Focal Segmental Glomerulosclerosis (FSGS) is a rare disease that attacks the kidney’s filtering system (glomeruli) causing serious scarring. FSGS is one of the causes of a serious condition known as Nephrotic Syndromefeatured by Proteinuria, edema, hypoproteinemia and hyperlipemia.
What does Focal Segmental Glomerulosclerosis (FSGS) mean?
Sclerosis means “scarring to the filters of kidneys, glomeruli”. The word “focal” is added because in FSGS, only some of the glomeruli become scarred. “Segmental” means that only some sections of the glomerulus becomes scarred, just parts of them.
So Focal Segmental Glomerulosclerosis means:
Focal = some
Segmental = sections
Glomerulo = of kidney filters (glomeruli)
Sclerosis = are scarred
The prognosis of Focal Segmental Glomerulosclerosis(FSGS) is poor.
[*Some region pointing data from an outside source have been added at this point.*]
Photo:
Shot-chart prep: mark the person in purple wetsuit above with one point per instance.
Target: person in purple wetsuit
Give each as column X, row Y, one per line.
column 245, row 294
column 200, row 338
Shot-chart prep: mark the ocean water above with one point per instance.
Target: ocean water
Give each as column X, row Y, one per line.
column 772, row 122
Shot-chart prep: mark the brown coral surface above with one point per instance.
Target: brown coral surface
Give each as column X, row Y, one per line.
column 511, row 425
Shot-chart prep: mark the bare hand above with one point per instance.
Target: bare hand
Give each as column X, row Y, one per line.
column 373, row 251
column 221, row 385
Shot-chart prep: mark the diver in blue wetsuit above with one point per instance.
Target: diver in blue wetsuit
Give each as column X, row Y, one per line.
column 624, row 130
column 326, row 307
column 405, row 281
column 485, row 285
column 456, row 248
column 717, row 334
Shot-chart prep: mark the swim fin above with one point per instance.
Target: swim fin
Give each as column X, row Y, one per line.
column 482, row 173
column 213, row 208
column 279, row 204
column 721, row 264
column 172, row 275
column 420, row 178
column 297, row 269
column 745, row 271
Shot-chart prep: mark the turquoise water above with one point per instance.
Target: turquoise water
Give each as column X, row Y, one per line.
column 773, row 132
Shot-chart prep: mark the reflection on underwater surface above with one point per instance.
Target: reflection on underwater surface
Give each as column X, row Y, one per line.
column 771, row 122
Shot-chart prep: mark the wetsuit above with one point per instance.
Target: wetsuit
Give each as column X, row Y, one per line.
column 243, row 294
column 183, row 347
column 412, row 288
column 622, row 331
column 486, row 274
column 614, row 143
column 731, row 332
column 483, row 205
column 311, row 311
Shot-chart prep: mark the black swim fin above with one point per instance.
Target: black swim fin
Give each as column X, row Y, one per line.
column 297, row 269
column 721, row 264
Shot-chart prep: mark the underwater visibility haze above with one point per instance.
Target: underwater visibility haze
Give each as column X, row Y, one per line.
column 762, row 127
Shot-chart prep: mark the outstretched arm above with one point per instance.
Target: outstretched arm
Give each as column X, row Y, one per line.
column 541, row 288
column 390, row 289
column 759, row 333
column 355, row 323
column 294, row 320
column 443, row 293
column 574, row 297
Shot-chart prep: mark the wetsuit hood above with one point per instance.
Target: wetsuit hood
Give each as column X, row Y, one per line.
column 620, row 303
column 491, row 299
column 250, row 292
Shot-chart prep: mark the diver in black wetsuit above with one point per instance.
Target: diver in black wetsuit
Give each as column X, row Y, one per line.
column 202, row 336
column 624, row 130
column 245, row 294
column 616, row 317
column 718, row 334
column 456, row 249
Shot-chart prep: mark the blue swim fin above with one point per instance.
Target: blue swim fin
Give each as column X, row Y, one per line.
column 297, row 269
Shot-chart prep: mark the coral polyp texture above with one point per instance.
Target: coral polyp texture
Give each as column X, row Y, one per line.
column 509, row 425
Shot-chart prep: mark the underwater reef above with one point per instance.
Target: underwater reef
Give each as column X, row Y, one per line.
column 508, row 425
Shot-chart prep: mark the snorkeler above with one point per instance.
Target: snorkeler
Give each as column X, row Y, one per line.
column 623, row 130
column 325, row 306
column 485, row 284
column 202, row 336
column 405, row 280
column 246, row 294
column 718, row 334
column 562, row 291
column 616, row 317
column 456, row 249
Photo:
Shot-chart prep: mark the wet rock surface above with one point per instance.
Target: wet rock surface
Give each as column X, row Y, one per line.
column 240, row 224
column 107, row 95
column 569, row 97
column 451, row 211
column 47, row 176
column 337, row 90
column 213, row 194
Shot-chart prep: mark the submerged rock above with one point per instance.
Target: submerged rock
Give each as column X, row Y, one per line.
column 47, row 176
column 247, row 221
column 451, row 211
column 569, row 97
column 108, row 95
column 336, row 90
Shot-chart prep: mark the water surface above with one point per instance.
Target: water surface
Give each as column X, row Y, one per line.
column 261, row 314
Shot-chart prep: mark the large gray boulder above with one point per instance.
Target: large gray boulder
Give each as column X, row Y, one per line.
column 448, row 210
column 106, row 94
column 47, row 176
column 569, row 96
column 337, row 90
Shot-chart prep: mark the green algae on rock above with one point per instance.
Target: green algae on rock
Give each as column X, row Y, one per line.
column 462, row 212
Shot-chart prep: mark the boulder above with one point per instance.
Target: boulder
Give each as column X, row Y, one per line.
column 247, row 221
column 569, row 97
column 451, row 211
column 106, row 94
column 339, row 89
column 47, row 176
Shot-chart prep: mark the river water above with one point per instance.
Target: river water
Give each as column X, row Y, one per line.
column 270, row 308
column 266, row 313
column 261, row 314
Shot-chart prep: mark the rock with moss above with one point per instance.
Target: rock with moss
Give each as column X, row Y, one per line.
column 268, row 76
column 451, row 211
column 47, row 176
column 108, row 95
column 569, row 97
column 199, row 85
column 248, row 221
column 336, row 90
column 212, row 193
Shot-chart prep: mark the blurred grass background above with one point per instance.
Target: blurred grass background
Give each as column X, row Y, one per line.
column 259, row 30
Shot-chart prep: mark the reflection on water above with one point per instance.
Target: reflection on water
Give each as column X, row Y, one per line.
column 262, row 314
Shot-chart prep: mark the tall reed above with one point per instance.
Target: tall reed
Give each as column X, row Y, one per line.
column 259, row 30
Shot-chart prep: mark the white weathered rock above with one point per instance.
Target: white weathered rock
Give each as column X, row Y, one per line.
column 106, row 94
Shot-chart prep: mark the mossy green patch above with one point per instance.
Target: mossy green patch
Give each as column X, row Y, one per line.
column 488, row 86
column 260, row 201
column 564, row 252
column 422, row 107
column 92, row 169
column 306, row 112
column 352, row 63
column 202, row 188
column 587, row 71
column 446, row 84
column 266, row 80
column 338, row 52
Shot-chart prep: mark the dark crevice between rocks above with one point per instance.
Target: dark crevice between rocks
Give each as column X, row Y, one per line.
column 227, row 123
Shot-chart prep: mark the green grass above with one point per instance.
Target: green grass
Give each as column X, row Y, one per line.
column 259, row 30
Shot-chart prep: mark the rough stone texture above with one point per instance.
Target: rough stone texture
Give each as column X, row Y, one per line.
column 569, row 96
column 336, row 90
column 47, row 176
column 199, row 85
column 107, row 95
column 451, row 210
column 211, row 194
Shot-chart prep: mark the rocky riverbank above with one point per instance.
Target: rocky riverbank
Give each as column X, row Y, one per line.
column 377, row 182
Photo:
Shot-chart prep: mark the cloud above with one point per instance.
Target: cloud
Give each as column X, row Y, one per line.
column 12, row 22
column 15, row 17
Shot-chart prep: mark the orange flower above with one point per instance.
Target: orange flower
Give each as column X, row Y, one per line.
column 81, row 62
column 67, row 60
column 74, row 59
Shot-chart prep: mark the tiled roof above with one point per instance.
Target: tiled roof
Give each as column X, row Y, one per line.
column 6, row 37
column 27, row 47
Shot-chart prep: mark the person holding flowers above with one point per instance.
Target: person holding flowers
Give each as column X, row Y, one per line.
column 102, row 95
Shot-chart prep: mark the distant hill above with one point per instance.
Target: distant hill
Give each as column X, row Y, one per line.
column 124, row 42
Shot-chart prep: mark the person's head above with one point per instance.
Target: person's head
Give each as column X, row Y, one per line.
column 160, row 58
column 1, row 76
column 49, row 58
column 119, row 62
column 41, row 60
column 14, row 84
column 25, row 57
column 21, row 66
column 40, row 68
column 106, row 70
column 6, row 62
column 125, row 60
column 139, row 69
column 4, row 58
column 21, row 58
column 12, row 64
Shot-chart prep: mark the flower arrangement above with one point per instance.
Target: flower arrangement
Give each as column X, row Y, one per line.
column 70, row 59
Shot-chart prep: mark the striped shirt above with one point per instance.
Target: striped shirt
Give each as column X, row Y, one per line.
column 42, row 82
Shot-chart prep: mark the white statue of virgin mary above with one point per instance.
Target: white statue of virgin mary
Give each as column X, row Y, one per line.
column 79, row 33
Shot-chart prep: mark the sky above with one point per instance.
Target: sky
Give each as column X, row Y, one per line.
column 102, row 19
It is indicated by data that for patients with FSGS, the 5-year survival rate of kidneys is 70%, while the 10-year survival rate is 40%.
For Focal Segmental Glomerulosclerosis(FSGS) patients who can remit completely by treatment, the condition is stable; on the other hand, for FSGS patients who can not remit, the kidney function will worsen constantly, and most of the patients(30%~63%) will develop into Kidney Failure.
The prognosis of FSGS is mainly relates to the severity of the proteinuria, the degree of the pathological changes of the kidney and the response to the treatments. For example:
1. For FSGS patients with persistent Nephrotic Syndrome, the 10-year survival rate is only 45%, while for FSGS patients without Nephrotic Syndrome, the survival rate is over 90%.
2. For FSGS patients with severe hyperlipidimia, if the 24 h urine protein quantitation exceeds 10 g, the kidney function will decrease sharply, and it is called Malignant Focal Glomerulosclerosis. The prognosis of this type is very poor.
3. For patients with FSGS, the prognosis is poor, if the pathological change is accompanied by diffuse mesangial proliferation, obvious arteriolosclerosis and renal tubular interstitial infiltration of inflammatory cells and interstitial fibrosis changes.
4. For patients with FSGS, the prognosis is also poor, if the treatment of hormones has no effects, and the proteinuria and the other clinical symptoms can not remit.
After receiving a kidney transplant, patients with FSGS may show relapse of Nephrotic Syndrome. And pathological changes of focal segmental glomerulosclerosis will occur in the transplant kidney, and the incidence can reach up to 40%. The factors which can lead to the relapse of FSGS are large quantities of proteinuria, the sharp worsening of the condition and the occurrence of diffuse mesangial proliferation. In addition, if women with FSGS who have kidney damages want to conceive, they will easily suffer from pre-eclampsia and the worsening of kidney function.